Solving the Challenge

Alex ran the script, watching as it tested each possible key and IV combination. Finally, after a few moments, the script returned the decrypted message:

Decrypted message: b'FLAG{7h3_f1r57_5t3p_t0_Crypt0!!}'
Key: b'the_enc_key_is_$'
IV: b'my_great_iv_is_O'

A triumphant smile spread across Alex’s face. He had successfully decrypted the message and solved another challenge from WaniCTF2024.

Conclusion

This journey into AES encryption not only reinforced Alex’s understanding of cryptographic principles but also showcased the importance of persistence and creativity in solving complex problems. As encryption continues to play a crucial role in securing our digital lives, mastering these concepts is invaluable for any aspiring cybersecurity professional.

Commentary:

Base Key and IV:

    - The script starts with the known parts of the key and IV.

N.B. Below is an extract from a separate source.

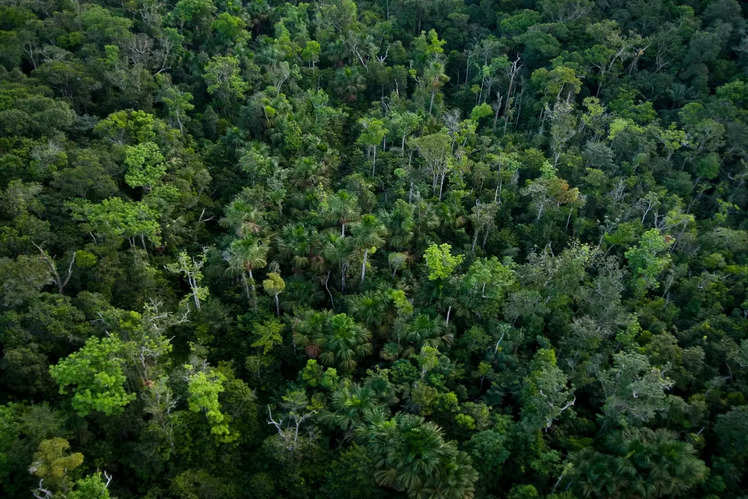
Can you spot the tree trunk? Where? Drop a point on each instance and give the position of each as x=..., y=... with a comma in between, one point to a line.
x=363, y=265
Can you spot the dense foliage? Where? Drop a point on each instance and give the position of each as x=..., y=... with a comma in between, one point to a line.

Encrypted Message and Hash:

    - These are the given encrypted message and its hash.

Brute-Force Loop:

    - The nested loops try all 256 possible values for the suffix byte of the key and IV.

Decryption Attempt:

    - Within the loops, it tries to decrypt the message and checks if the decrypted message's hash matches the given hash.

Success Check:

    - If the correct key and IV are found, it prints the decrypted message, key, and IV. Otherwise, it indicates failure.

This solution demonstrates the power of brute-force techniques in cryptography, emphasizing the importance of understanding both the theory and practical implementation of encryption algorithms.